Enhancing Radar Sensitivity with Deep Learning
A recent study published by FVD in collaboration with Thales showed that deep learning techniques can enhance radar sensitivity to such an extent that individual persons can be identified in a group of fifty based on their walk past a radar. This is a significant step forward in the development of a radar security system that can quickly recognize individuals it has seen before. However, there is still much ground to cover before such techniques can be introduced in Thales products.
Identifying Drones with Deep Learning
Another research project currently underway is the use of deep learning to identify drones flying on a wind farm. Traditional radar techniques struggle to distinguish between small drones and wind turbines due to the latter’s overpowering signal. However, deep learning can disentangle the signals and not only detect the drone but also determine its characteristics, such as the number of rotors, from the micro-Doppler signature. This could be very useful in operating radars around offshore wind farms.

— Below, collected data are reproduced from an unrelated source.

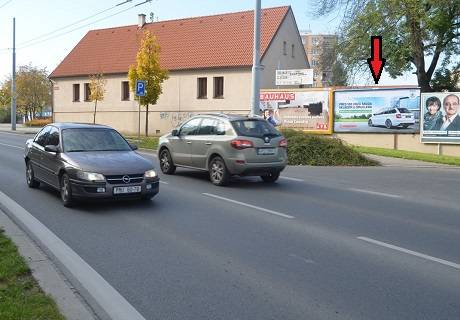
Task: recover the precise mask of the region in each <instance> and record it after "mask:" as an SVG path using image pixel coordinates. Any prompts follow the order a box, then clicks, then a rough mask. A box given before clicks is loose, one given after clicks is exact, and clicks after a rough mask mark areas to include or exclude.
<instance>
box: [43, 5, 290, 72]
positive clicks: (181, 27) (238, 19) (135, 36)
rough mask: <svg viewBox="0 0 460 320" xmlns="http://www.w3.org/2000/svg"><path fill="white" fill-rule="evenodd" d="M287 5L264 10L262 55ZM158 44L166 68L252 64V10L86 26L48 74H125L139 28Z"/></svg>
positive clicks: (140, 34) (135, 55)
mask: <svg viewBox="0 0 460 320" xmlns="http://www.w3.org/2000/svg"><path fill="white" fill-rule="evenodd" d="M289 10H290V7H289V6H283V7H276V8H268V9H263V10H262V14H261V42H260V49H261V50H260V52H261V54H262V56H263V54H264V53H265V50H266V49H267V48H268V46H269V44H270V42H271V40H272V39H273V37H274V36H275V34H276V32H277V31H278V29H279V27H280V25H281V23H282V21H283V20H284V18H285V16H286V14H287V13H288V11H289ZM143 30H149V31H150V32H152V33H153V34H154V35H155V36H156V37H157V39H158V42H159V43H160V46H161V58H160V59H161V61H160V63H161V66H162V67H163V68H166V69H168V70H185V69H202V68H213V67H214V68H215V67H241V66H252V59H253V51H252V50H253V42H254V40H253V34H254V31H253V30H254V11H243V12H236V13H227V14H219V15H213V16H206V17H197V18H188V19H180V20H170V21H160V22H155V23H147V24H145V25H144V27H143V28H142V29H140V30H139V29H138V27H137V25H131V26H125V27H118V28H109V29H101V30H92V31H89V32H88V33H87V34H86V35H85V36H84V37H83V39H81V40H80V42H79V43H78V44H77V45H76V46H75V48H74V49H73V50H72V51H71V52H70V53H69V54H68V55H67V57H66V58H65V59H64V60H63V61H62V62H61V64H59V65H58V66H57V68H56V69H55V70H54V71H53V72H52V73H51V75H50V77H51V78H57V77H67V76H79V75H89V74H94V73H101V72H102V73H105V74H113V73H127V72H128V69H129V66H130V65H132V64H134V63H135V60H136V53H137V49H138V47H139V41H140V38H141V37H142V31H143Z"/></svg>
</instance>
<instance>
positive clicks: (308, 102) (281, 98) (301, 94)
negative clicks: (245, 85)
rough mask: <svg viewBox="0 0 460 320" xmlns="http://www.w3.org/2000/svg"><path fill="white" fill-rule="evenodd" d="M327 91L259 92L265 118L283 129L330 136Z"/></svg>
mask: <svg viewBox="0 0 460 320" xmlns="http://www.w3.org/2000/svg"><path fill="white" fill-rule="evenodd" d="M329 96H330V91H329V90H323V89H321V90H312V89H304V90H302V89H301V90H295V91H292V90H290V91H289V90H277V91H266V90H261V92H260V109H261V110H262V111H263V114H264V117H265V118H267V119H269V118H270V120H269V121H271V119H273V122H272V123H273V124H275V125H277V126H280V127H282V128H292V129H301V130H303V131H307V132H315V133H324V134H331V133H332V115H331V112H330V107H329V101H330V99H329Z"/></svg>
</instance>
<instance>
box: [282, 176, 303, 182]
mask: <svg viewBox="0 0 460 320" xmlns="http://www.w3.org/2000/svg"><path fill="white" fill-rule="evenodd" d="M280 178H281V179H285V180H291V181H297V182H303V181H305V180H303V179H298V178H291V177H283V176H281V177H280Z"/></svg>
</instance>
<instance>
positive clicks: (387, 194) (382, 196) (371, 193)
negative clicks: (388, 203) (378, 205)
mask: <svg viewBox="0 0 460 320" xmlns="http://www.w3.org/2000/svg"><path fill="white" fill-rule="evenodd" d="M349 190H351V191H355V192H361V193H367V194H372V195H376V196H382V197H388V198H402V196H399V195H397V194H390V193H383V192H377V191H370V190H363V189H355V188H350V189H349Z"/></svg>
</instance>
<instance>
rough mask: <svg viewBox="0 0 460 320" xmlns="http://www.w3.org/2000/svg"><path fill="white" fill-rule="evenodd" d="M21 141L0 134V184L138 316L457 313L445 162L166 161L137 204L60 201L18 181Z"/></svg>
mask: <svg viewBox="0 0 460 320" xmlns="http://www.w3.org/2000/svg"><path fill="white" fill-rule="evenodd" d="M26 138H28V136H22V135H12V134H5V133H0V177H1V180H0V191H2V192H3V193H5V194H7V195H8V196H9V197H11V198H12V199H14V200H15V201H17V202H18V203H19V204H20V205H21V206H23V207H24V208H25V209H26V210H28V211H29V212H30V213H32V214H33V215H34V216H35V217H36V218H37V219H38V220H40V221H41V222H42V223H43V224H45V225H46V226H47V227H48V228H49V229H50V230H51V231H53V232H54V233H55V234H56V235H57V236H58V237H59V238H61V239H62V240H63V241H64V242H65V243H66V244H67V245H69V246H70V247H71V248H72V249H73V250H74V251H75V252H76V253H78V254H79V255H80V256H81V257H82V258H83V259H84V260H85V261H86V262H87V263H88V264H90V265H91V266H92V267H93V268H94V269H95V270H96V271H97V272H98V273H99V274H100V275H102V276H103V277H104V278H105V280H107V281H108V282H109V283H110V284H111V285H112V286H113V287H114V288H116V289H117V290H118V291H119V292H120V293H121V294H122V295H123V296H124V297H125V298H126V299H127V300H128V301H129V302H130V303H131V304H132V305H133V306H134V307H135V308H136V309H137V310H138V311H139V312H140V313H141V314H142V315H143V316H144V317H145V318H146V319H200V320H201V319H231V320H235V319H276V320H279V319H283V320H284V319H286V320H287V319H296V320H297V319H405V320H406V319H430V320H431V319H460V249H459V243H460V209H459V208H460V190H459V184H458V182H459V180H460V172H459V171H458V170H457V169H433V168H422V169H419V168H413V169H411V168H404V169H401V168H382V167H380V168H315V167H289V168H287V170H285V172H283V176H284V178H281V179H280V180H279V182H278V183H276V184H274V185H267V184H264V183H262V182H261V181H260V180H259V179H257V178H244V179H235V180H234V181H233V183H232V185H231V186H230V187H227V188H219V187H215V186H213V185H212V184H211V183H210V182H209V181H208V180H207V177H206V174H203V173H197V172H193V171H190V170H181V169H179V170H178V171H177V174H176V175H174V176H161V178H162V181H163V183H162V184H161V186H160V194H159V195H158V197H156V198H155V199H154V200H153V201H152V202H151V203H138V202H125V203H120V202H117V203H102V204H83V205H81V206H79V207H77V208H74V209H67V208H64V207H63V206H62V204H61V202H60V199H59V196H58V193H57V192H55V191H52V190H51V189H49V188H46V187H41V188H40V189H38V190H32V189H29V188H27V186H26V184H25V173H24V169H25V168H24V163H23V151H22V147H23V145H24V142H25V140H26ZM145 156H146V157H148V158H150V159H152V161H154V162H156V159H155V158H154V157H153V156H152V155H148V154H147V155H145Z"/></svg>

Optimizing Radar Operation with Deep Learning
Dynamic adaptation of waveform, control, and processing using deep learning is a key focal point for Harmanny and his team. By anticipating measurements more quickly, radar operation can be optimized for maximum efficiency. Additionally, the power of phased-array radars is being leveraged to provide greater flexibility in beam steering through individual control of transmit and receive elements. The team is exploring how to enable and enhance this flexibility while making the best use of it.

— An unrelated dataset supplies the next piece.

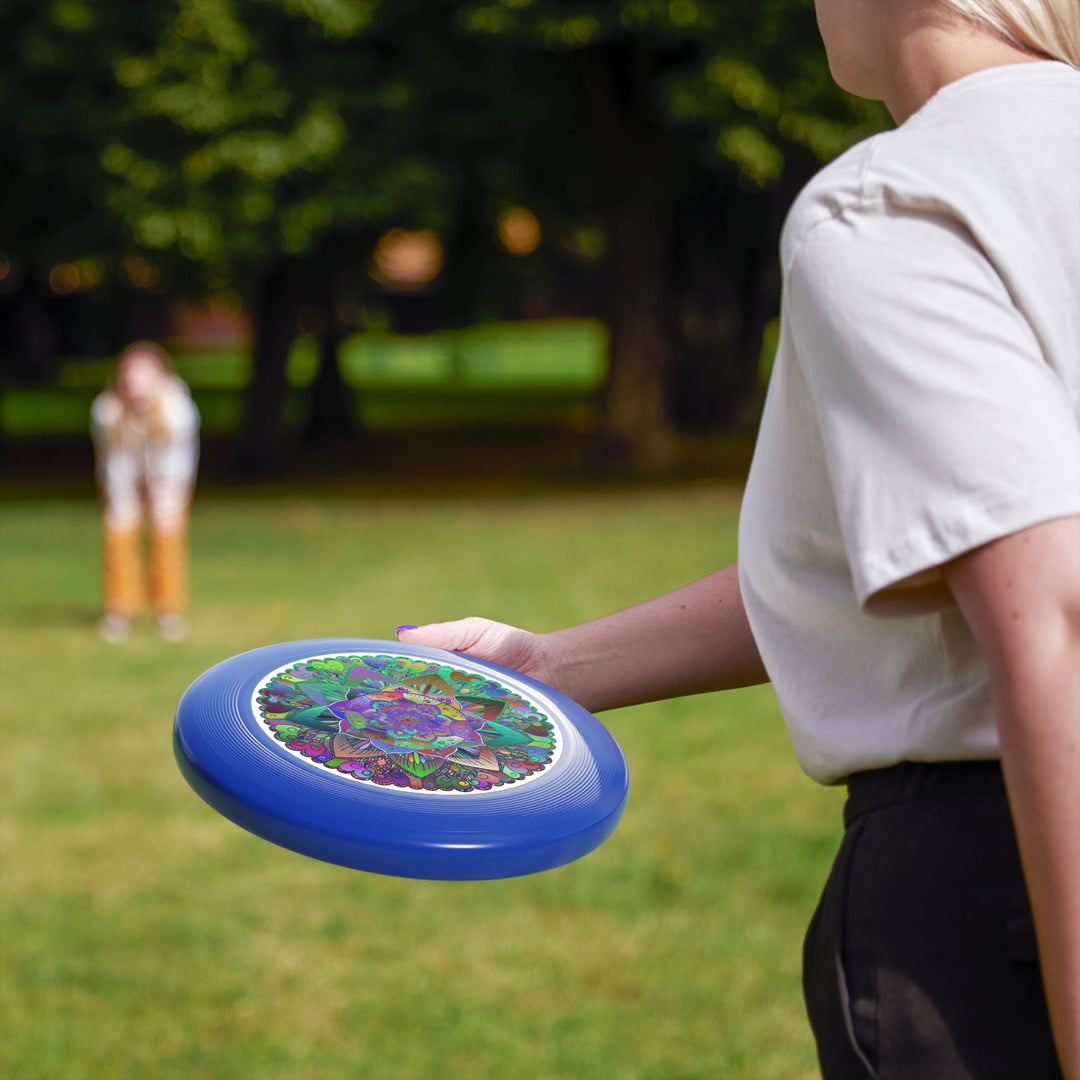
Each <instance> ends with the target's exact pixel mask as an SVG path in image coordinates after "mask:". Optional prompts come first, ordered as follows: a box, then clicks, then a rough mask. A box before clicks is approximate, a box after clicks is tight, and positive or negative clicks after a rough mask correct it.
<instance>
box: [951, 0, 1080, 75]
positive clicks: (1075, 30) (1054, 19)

Leveraging Quantum Computing for Radar Processing
Quantum computing has the potential to revolutionize many fields, and radar processing is no exception. Harmanny is interested in exploring how quantum computers can be used to run new algorithms in radar processing. The enormous computing power of quantum computers could potentially be leveraged to process radar data more quickly and accurately than ever before.
Conclusion
As radar technology continues to advance, the use of deep learning, phased-array radars, and quantum computing offers exciting opportunities to optimize radar operation and enhance its capabilities. Harmanny and his team are at the forefront of this research, and their work could lead to the development of innovative radar systems that could transform many industries.